Eartheasy.com: gives a detailed comparison breakdown of LED and CFL bulbs, including benefits, styles, terminology, and color.
ConsumerSearch.com: Ratings on both LED bulbs and CFL bulbs.
4. Get a power strip to reduce vampire energy. A power strip is an affordable way to help reduce vampire energy and save money on your electricity bills every month. It can be pretty affordable, too. The Belkin Conserve Wireless Switch and Surge Protector ($49-$59) is a great option, and the selection of power strips and energy monitors at Green Depot is also a great place to start. Also see:
5. Retrofit your toilet. Yes, it'd be great to have a dual-flush toilet, but chances are if you're a renter, you just have a regular ol' toilet. But you can retrofit it with a dual-flush converter kit for under $100 and save a lot of water with each flush.

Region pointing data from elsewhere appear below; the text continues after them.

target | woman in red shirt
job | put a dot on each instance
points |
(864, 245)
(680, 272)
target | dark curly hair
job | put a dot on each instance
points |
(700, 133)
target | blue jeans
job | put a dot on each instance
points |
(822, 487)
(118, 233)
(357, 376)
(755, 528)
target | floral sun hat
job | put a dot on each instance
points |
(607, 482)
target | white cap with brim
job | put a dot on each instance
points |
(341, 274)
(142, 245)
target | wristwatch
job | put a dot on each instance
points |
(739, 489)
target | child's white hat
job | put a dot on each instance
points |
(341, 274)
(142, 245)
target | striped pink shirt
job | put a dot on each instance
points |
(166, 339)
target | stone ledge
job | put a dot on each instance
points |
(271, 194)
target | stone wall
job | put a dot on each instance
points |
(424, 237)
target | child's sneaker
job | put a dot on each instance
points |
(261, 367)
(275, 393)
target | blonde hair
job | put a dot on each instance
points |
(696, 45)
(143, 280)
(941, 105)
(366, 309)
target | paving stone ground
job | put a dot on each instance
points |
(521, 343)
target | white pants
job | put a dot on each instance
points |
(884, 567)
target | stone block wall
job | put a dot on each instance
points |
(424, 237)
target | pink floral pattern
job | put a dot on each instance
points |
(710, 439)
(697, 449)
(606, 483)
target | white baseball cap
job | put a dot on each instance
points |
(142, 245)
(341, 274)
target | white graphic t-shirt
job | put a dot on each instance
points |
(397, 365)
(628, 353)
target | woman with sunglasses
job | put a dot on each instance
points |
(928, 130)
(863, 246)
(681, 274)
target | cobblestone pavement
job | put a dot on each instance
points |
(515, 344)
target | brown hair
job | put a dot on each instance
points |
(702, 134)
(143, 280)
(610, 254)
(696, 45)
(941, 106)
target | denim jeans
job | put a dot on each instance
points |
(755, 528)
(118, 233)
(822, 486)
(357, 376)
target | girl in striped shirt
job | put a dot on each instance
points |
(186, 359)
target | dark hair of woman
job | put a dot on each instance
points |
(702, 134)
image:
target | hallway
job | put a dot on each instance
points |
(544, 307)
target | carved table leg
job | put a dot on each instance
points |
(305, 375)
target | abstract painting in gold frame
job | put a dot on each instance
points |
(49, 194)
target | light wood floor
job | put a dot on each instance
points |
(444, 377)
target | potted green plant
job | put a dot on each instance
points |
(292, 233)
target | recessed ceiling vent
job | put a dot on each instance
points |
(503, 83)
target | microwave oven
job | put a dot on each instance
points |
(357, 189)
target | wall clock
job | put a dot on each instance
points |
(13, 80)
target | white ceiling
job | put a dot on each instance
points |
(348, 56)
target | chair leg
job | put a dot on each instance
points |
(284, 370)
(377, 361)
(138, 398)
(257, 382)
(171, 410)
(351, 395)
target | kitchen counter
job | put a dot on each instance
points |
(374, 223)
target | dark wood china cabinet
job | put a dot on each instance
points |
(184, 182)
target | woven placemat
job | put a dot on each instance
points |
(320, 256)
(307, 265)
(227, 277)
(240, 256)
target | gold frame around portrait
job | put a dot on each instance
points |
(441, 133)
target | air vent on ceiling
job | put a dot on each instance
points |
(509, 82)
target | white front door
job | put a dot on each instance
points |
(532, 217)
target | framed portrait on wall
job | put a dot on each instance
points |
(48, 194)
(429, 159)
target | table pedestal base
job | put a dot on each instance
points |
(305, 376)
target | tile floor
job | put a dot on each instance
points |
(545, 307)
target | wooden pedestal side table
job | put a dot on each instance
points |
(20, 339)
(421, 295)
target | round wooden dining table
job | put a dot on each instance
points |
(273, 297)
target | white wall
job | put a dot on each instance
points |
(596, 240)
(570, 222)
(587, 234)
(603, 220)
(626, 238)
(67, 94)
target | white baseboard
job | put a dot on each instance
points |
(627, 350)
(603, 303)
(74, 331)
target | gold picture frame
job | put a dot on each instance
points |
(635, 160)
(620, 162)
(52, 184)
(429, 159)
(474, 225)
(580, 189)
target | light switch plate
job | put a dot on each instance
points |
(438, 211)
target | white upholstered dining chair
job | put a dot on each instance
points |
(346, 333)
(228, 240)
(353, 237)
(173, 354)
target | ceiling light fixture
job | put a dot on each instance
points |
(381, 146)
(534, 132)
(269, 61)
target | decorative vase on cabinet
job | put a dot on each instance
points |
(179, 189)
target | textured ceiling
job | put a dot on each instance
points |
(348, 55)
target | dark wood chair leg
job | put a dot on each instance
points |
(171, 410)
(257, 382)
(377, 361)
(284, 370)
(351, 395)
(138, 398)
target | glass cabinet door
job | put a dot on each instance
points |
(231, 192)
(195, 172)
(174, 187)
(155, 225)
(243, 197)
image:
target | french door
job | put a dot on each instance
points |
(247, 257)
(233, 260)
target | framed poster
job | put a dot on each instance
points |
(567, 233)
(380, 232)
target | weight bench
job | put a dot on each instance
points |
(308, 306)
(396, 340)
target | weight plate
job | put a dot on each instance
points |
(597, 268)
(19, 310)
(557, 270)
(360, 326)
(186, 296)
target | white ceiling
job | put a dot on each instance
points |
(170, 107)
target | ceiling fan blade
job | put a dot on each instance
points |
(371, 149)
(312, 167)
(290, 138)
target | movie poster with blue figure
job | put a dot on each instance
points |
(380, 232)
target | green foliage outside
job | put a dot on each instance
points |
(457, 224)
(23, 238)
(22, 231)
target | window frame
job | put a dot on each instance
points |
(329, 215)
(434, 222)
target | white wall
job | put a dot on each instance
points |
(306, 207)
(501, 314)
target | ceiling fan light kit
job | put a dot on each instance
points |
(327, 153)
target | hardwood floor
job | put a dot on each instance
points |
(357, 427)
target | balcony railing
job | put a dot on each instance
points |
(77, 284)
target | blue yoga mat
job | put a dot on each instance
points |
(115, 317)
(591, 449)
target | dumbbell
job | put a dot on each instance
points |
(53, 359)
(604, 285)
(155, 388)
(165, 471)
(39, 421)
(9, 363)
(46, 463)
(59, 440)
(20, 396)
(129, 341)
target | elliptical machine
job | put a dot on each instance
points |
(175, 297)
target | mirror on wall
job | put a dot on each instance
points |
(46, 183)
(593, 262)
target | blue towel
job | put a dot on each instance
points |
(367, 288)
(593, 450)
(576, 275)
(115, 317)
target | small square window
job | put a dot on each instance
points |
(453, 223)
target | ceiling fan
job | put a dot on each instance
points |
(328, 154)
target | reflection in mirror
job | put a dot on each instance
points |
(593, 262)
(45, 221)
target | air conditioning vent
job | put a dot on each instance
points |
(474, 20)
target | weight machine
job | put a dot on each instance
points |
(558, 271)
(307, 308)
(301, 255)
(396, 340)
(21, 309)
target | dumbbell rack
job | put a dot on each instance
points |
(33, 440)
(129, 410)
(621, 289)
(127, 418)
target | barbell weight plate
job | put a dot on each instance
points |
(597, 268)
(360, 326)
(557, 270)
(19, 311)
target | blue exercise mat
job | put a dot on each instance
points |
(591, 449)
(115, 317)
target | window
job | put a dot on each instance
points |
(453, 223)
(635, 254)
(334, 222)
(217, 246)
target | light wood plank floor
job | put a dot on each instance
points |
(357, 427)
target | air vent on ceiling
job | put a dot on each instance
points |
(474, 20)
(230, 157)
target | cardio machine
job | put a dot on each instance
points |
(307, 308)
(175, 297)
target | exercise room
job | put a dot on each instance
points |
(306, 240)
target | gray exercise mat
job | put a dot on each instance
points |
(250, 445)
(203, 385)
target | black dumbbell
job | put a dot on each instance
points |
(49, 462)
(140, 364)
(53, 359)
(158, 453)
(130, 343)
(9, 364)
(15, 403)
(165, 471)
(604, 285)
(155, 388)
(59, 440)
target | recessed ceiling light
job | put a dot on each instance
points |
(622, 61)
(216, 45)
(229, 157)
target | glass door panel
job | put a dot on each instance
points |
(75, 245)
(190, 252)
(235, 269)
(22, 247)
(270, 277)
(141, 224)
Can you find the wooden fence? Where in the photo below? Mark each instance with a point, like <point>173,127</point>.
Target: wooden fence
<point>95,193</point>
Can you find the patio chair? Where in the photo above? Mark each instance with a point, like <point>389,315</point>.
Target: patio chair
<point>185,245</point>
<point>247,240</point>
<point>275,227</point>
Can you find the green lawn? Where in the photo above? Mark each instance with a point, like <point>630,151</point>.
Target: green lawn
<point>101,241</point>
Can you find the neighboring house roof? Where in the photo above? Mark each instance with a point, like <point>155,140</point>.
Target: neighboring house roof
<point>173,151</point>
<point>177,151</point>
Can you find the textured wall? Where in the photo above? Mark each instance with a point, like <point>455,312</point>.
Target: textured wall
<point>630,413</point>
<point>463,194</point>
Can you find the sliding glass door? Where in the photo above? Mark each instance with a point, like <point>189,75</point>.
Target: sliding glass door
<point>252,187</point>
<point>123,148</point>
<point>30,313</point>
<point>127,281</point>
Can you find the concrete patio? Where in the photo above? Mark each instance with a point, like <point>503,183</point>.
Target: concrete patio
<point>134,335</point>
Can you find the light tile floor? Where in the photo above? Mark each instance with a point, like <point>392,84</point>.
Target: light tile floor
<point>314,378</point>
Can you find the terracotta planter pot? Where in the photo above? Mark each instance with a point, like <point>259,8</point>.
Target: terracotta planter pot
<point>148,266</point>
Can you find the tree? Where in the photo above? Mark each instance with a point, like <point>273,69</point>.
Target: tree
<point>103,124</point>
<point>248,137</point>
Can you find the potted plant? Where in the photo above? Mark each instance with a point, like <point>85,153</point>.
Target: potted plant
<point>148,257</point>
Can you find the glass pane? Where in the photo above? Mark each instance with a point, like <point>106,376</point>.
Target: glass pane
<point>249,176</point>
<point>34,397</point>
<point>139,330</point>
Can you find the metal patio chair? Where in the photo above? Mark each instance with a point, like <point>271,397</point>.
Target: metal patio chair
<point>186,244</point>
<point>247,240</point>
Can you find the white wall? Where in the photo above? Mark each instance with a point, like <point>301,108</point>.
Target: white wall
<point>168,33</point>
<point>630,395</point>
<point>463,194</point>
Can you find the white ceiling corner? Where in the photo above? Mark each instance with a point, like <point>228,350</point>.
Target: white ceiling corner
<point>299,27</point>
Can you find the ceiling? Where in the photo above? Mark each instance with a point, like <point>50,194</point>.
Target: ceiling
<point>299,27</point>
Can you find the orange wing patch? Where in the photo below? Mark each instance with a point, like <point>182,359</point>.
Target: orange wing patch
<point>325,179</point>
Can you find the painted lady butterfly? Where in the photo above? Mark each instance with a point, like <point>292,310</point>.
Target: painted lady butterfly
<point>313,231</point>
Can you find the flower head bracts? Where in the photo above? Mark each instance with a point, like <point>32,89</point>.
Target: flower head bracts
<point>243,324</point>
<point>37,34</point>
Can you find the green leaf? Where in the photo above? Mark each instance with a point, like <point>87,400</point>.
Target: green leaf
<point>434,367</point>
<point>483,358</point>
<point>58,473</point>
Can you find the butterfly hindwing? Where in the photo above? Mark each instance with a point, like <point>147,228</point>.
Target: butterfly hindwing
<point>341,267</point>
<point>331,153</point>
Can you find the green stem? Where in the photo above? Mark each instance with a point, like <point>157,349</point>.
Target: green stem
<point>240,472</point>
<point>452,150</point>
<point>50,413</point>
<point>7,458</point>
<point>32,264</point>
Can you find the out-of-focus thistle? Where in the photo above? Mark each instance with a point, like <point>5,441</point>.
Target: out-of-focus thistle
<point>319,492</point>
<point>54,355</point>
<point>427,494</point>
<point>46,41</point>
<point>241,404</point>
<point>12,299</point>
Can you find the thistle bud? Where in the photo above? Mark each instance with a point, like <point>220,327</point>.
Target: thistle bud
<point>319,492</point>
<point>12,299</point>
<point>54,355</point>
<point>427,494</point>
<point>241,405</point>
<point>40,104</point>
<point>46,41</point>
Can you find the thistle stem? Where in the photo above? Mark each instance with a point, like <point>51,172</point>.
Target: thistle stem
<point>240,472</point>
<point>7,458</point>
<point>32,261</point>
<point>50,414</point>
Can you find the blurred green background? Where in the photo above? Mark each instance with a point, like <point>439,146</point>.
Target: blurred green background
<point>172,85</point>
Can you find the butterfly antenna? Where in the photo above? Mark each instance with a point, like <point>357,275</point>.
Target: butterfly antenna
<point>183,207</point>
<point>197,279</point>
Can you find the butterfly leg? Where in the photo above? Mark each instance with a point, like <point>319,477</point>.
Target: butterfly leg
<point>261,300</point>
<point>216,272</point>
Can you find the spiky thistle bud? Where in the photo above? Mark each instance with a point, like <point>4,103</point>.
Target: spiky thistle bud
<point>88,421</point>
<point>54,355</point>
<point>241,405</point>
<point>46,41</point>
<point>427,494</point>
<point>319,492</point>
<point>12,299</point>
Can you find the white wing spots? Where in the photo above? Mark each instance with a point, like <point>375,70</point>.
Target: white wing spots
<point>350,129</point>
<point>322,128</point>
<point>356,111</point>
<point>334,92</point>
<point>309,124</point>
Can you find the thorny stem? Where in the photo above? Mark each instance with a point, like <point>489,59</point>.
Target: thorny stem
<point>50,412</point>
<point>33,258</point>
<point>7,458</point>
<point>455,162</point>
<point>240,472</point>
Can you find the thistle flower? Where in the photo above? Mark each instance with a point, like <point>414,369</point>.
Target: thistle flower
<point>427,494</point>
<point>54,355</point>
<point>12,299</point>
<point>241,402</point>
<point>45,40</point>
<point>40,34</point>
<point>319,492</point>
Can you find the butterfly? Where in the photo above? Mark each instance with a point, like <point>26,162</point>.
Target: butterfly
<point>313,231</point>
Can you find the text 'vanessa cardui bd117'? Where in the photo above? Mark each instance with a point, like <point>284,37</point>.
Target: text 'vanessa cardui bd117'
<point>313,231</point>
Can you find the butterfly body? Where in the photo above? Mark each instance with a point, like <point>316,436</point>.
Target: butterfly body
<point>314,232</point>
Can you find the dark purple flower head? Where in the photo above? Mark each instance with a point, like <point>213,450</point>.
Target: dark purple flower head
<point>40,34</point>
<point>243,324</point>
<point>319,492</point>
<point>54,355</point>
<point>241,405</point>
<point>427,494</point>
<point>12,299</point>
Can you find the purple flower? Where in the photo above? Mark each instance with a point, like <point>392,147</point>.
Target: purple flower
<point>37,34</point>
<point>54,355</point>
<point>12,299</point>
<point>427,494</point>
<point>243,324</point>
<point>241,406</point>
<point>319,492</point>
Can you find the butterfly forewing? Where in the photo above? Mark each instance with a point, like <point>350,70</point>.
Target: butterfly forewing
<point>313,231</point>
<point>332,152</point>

Options include the Flush Choice Dual-Flush Toilet Retrofit ($59.95) which is a universal retrofit designed to fit most 2-piece toilets, and installs in 30 minutes; the Simple Flush from Brondell ($79), which is also very easy to install and can save you up to $100 per year; and the HydroRight Dual Flush Toilet Converter by MJSI, which is the cheapest option at only $20 on Amazon, although reviewers note some installation problems.
6. Install a low-flow showerhead. Let me set the record straight: "low flow" does not have to mean "wimpy pressure." You can still have a robust shower while not wasting quite as much water. Check out this guide to 17 of the best low-flow-yet-high-pressure showerheads on the market, as well as a few of our posts on low-flow showerheads.
7. Install a programmable thermostat. Some renters (like me) don't have to pay for their heat and therefore (unfortunately) don't have any control over it. But if you do pay for your heat and have a thermostat that you can control, then installing a programmable thermostat would be well worth your while. Programmable thermostats range from $20-$150 or more. Honeywell's programmable thermostats average around $60 and consistently get good reviews on Amazon. Trane's Deluxe Programmable Digital Thermostat is more expensive at $150, but also offers more features. Worried about how to install it? Don't be. We've got a tutorial on how to do it right here.
8. Caulk or seal up window cracks and air leaks. For better insulation and to reduce heat loss, get some eco-friendly caulk and seal the air leaks around doors and windows. If your apartment has a fireplace, make sure that you keep the damper closed when the fireplace isn't in use. Insulate outlets and switches. You can also make a few draft dodgers.
9. Install a ceiling fan. An effective ceiling fan will circulate air throughout your apartment, hopefully eliminating the need for an extra space heater in your bedroom or an additional window air conditioner in your living room. And the cost of running a ceiling fan is way less than it is to run an air conditioner. There are some beautiful models to choose from, but most are pretty expensive. My favorite, affordable option is the Westinghouse Industrial 3-blade ceiling fan ($47 on Amazon). Fans can be tricky to install, so you might want to have your landlord (or a professional) do it for you.
10. Switch to green power at your utility company. Check with your utility company to see if they offer a "green power" option, which typically refers to electricity supplied from renewable and non-polluting energy resources like wind and solar power. Check out the EPA's Green Power Locator to find out what's available in your area.